We have a choice. We can acknowledge our interdependence, embracing it as the true human condition; or we can deny it, deluding ourselves into thinking that we are related to one another only as parties to a bargain entered into in a marketplace. We can recognize that we need one another, and owe to one another duties of generosity and loyalty. Or we can pretend to need no one save through the intermediation of the cash nexus.
I choose to embrace our interdependence. I choose to acknowledge that the food I eat, the clothes on my back, and the house in which I live are all collective human products, and that when any one of us has no food or clothing or shelter, I am diminished by that lack.
There are two images alive in America, competing for our allegiance. The first is the image of the lone horseman who rides across an empty plain, pausing only fleetingly when he comes to a settlement, a man apparently having no need of others, self-sufficient [so long as someone makes the shells he needs for his rifle or the cloth he needs for his blanket], refusing to acknowledge that he owes anything at all to the human race of which he is, nonetheless, a part.
The other is the image of the community that comes together for a barn-raising, working as a group on a task that no one man can do by himself, eating a communal meal when the day is done, returning to their homes knowing that the next time one of their number needs help, they will all turn out to provide it.
These images are simple, iconic, even primitive, but the choice they present us with remains today, when no one rides the plains any more, and only the Amish have barn-raisings. Today, as I write, there are tens of millions of Americans who cannot put a decent meal on the table in the evening for their families, scores of millions threatened with the loss of their homes. And yet, there are hundreds of thousands lavishing unneeded wealth on themselves, heedless of the suffering of their fellow Americans, on whose productivity, inventiveness, and labor they depend for the food they eat, the clothing they wear, the homes they live in, and also for the luxuries they clutch to their breasts.
The foundation of my politics is the recognition of our collective interdependence.
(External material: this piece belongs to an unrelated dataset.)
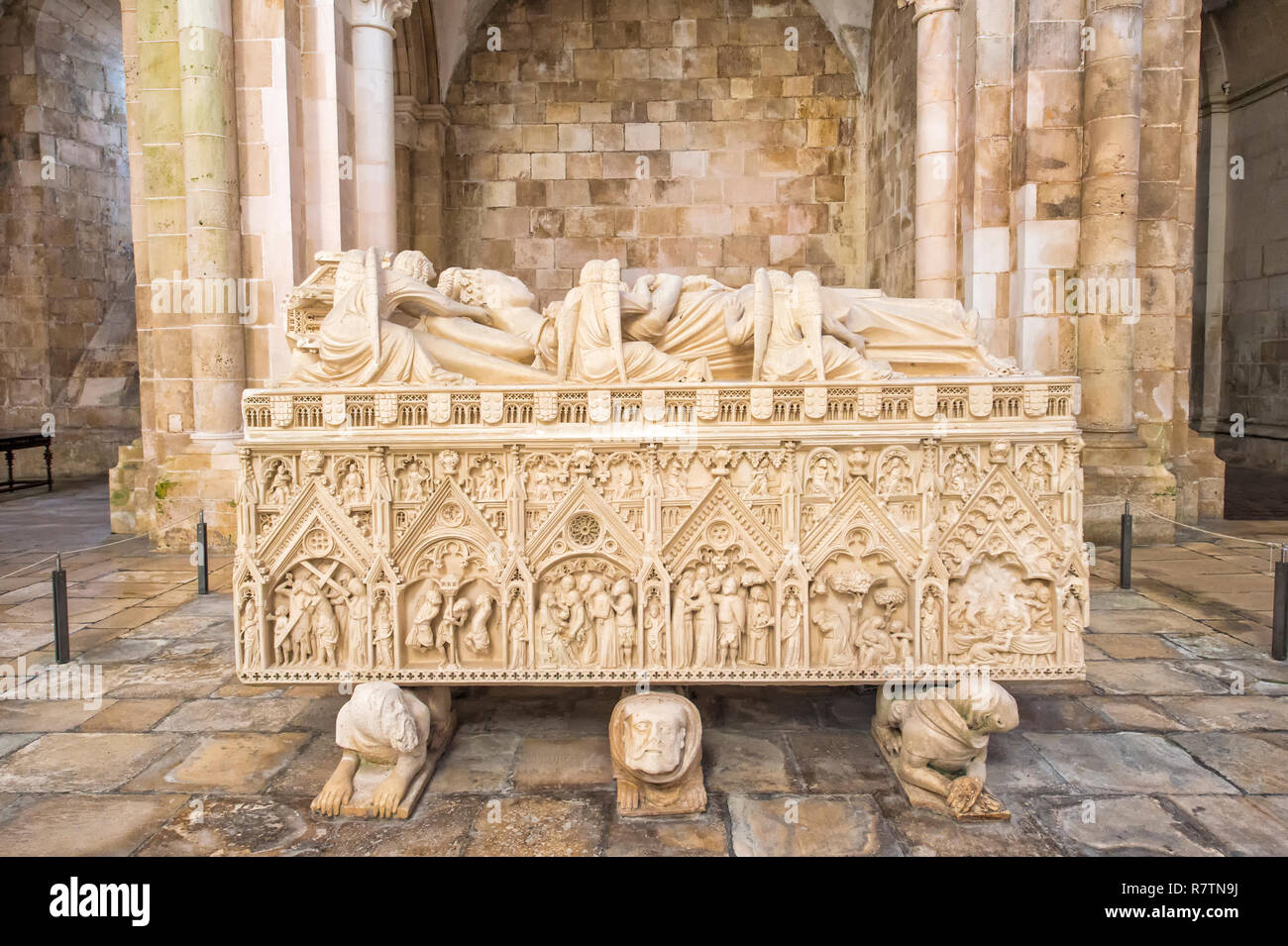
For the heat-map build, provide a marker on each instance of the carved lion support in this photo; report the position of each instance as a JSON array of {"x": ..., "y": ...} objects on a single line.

In the complex world that we have inherited from our forebears, it is often difficult to see just how to translate that fundamental interdependence into laws or public policies, but we must always begin from the acknowledgement that we are a community of men and women who must care for one another, work with one another, and treat the needs of each as the concern of all.
If all of this must be rendered in a single expression, let it be: From each of us according to his or her ability; to each of us according to his or her need.